– Не забыл, душа моя, не забыл! – граф упал на колени и уткнулся головой в живот Варвары. – Потому и прошу женой моей стать, потому, как дите должно в браке законном родиться. О тебе пекусь, неужели не понимаешь?
– Дмитрий, прекрати, поднимись сейчас же. Кучер смотрит.
– Плевать мне на кучера! На целый свет плевать, если тебя со мной не будет!
Граф, как безумный, принялся целовать живот Варвары, обнимать колени, прикладывая ее ладошки к своим колючим от щетины щекам.

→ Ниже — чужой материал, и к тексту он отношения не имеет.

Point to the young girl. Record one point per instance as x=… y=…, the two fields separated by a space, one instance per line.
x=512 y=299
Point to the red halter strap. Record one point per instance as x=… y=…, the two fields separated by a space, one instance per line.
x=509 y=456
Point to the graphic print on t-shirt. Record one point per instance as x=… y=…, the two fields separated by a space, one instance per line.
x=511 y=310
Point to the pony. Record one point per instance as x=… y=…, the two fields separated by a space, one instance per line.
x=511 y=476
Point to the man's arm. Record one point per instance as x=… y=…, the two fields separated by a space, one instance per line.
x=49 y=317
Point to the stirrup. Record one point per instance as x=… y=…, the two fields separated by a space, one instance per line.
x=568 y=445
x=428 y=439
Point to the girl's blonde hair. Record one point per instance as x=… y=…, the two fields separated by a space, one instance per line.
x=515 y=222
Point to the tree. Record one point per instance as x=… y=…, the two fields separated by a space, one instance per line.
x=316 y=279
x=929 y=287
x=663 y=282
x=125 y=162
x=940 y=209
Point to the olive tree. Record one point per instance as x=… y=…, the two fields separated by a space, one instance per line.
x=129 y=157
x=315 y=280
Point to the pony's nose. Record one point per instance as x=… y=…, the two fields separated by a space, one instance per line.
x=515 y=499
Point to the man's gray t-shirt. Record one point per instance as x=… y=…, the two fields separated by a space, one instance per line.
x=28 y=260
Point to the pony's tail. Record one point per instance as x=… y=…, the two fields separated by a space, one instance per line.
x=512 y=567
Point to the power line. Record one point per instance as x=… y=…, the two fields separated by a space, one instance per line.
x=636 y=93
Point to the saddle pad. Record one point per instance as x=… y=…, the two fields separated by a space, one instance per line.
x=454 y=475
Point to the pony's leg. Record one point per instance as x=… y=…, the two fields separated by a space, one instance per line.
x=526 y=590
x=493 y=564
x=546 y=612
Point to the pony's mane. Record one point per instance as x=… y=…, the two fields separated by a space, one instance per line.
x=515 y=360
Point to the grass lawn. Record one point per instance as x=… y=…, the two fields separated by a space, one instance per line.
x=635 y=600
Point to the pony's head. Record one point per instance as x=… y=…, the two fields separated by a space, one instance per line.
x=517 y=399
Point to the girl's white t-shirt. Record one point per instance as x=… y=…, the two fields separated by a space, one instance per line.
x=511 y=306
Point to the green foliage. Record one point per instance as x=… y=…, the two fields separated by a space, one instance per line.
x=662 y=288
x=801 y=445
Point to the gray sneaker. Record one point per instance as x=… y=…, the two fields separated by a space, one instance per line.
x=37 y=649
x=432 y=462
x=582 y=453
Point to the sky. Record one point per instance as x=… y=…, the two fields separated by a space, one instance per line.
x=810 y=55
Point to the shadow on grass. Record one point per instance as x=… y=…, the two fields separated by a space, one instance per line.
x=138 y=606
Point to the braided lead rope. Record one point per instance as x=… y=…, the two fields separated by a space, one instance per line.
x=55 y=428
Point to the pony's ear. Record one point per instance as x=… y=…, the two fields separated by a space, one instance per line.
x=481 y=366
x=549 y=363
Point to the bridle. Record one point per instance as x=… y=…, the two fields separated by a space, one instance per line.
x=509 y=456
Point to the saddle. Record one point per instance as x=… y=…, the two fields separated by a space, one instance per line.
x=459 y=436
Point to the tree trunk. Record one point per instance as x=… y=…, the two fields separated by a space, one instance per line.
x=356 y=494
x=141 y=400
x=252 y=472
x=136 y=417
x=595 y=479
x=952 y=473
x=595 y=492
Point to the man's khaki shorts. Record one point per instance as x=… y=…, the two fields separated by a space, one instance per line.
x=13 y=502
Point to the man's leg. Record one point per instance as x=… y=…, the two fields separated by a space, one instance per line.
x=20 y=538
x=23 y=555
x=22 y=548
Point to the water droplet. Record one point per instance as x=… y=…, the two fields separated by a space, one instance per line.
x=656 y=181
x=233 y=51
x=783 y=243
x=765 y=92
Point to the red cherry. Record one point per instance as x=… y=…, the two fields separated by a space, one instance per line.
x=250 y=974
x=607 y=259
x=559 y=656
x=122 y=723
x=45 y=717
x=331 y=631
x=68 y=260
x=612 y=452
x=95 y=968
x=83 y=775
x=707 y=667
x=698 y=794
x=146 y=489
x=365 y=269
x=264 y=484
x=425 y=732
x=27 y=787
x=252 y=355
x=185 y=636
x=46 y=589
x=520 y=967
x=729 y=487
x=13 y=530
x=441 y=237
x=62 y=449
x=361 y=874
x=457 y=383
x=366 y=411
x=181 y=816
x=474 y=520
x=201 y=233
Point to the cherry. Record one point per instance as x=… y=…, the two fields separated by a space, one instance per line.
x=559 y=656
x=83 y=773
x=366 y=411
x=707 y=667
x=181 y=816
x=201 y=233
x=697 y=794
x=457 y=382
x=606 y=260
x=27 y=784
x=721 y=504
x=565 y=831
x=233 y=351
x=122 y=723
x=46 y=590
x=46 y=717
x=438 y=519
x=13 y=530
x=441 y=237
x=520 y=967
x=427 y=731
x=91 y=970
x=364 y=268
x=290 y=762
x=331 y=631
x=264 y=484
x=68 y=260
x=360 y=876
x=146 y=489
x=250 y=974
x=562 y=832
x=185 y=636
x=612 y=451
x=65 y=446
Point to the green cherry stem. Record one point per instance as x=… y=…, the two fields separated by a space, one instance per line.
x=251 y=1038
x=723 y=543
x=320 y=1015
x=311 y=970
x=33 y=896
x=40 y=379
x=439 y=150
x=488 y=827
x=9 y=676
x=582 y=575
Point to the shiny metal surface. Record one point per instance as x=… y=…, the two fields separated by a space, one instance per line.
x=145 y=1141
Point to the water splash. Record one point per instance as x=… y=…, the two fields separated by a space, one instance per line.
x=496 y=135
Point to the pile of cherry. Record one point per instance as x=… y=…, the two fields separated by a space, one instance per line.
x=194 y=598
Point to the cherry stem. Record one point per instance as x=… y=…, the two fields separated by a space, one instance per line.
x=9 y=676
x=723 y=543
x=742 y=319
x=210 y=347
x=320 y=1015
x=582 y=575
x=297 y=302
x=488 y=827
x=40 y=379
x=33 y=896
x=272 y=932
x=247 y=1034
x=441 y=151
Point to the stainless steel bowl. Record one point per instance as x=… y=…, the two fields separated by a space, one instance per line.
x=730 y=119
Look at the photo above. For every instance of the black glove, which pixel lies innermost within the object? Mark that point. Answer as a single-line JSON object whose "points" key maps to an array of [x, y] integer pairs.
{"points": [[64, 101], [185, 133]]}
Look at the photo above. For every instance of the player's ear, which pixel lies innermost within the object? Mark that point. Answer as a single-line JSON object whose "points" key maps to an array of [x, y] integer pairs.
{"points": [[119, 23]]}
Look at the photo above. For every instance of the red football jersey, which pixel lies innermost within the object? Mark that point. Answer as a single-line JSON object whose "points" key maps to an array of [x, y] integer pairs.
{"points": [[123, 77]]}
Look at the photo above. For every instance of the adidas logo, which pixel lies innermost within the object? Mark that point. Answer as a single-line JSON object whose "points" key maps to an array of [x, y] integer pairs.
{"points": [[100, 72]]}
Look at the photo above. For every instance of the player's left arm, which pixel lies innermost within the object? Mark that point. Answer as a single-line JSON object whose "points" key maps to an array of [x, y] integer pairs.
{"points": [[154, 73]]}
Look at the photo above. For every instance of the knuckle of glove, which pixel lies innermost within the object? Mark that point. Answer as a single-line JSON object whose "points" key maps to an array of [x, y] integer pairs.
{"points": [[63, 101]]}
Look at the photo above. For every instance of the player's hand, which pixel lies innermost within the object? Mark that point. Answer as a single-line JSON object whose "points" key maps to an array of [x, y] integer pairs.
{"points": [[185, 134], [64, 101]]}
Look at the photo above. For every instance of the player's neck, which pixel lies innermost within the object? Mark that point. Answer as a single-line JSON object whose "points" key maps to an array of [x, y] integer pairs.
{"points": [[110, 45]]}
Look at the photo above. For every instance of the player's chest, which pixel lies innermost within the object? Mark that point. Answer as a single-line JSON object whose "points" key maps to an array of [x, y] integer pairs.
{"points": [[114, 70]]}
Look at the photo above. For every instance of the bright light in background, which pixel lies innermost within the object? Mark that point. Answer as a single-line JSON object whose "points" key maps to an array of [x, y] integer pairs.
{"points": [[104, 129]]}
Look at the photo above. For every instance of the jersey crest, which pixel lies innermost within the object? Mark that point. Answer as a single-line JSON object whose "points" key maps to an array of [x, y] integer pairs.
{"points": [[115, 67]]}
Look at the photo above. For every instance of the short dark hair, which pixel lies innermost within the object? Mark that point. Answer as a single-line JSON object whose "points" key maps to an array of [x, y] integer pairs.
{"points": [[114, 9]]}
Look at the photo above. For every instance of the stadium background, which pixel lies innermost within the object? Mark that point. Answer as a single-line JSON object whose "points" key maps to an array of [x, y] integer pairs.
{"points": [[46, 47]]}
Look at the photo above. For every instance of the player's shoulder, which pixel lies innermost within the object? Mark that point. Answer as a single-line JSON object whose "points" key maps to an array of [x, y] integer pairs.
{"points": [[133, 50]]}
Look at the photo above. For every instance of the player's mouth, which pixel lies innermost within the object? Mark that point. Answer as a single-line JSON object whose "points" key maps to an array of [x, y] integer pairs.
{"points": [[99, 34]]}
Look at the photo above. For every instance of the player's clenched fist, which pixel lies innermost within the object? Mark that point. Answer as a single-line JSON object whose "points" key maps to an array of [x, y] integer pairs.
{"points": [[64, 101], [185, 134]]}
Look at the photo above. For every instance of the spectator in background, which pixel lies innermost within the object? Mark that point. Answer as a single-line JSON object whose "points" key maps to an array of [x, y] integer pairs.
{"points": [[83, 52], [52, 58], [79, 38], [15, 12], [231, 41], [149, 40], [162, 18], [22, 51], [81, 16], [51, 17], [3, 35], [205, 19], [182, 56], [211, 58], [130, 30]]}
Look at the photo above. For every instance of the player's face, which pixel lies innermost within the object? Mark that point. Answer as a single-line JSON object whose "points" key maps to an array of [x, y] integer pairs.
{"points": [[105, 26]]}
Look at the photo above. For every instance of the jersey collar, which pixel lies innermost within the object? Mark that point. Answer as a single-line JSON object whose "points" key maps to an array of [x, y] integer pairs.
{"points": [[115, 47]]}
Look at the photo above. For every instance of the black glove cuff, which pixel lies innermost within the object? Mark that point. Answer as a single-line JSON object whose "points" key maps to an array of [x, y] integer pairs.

– Хватит уже, вставай, – Варвара разозлилась и стала сама поднимать графа с колен. – Если любишь меня, то терпи. Недолго осталось, срок уже подходит. Окрестим наследника и сразу же обвенчаемся.
– Что ж, – мужчина встал на ноги и, словно ничего не было, подставил Варваре локоток. – Будь по-твоему.
В усадьбе граф попросил Варвару поужинать с ним, но та отказалась, сославшись на головную боль. Хотела уже уйти в свою комнату, когда в залу вошел Захар. Окинув взглядом изменившуюся Варвару, он стушевался, но взял себя в руки и заговорил о чем-то с хозяином.
С того самого дня, как Варя вернулась в поместье, Захара точно подменили. Он стал угрюмым и молчаливым, с Варей держался холодно и отстраненно. Она много раз пыталась с ним поговорить, все рассказать, но Захар словно оглох и ослеп. Никаких разговоров не хотел и повторял лишь одно:
– У нас теперь разные дороги, Варвара.
В конце концов, Варе и самой надоело биться головой о каменную стену. Не хочет знать правду, его право. Она больше не станет ничего говорить.
Вскорости после того, как она поселилась в поместье, граф отправил Захара в столицу на обучение. Он вдруг решил сделать его управляющим.
Варвару мучило чувство безысходности и покинутости. Она была чужой в этом огромном доме и совсем одинокой. Даже кухарка, которая принимала ее, как родную, теперь звала не иначе как «хозяйкой».
И вот теперь, спустя почти полгода, Захар вернулся.
Пока его не было, Варя совсем редко выходила из своей спальни, только просила иногда отвезти ее к реке, где она могла часами стоять в молчании. Граф списывал ее причуды на беременность, а Варя украдкой плакала и мечтала, что однажды этот кошмар закончится. Скучала по тем временам, когда колесила с труппой артистов по городам и весям, была легка и беззаботна, как мотылек. А потом этот мотылек сам полетел на пламя свечи и опалил свои крылышки. И первый раз в жизни она вдруг подумала, что ей больше некого винить. Содеянное лежало на сердце тяжким грузом.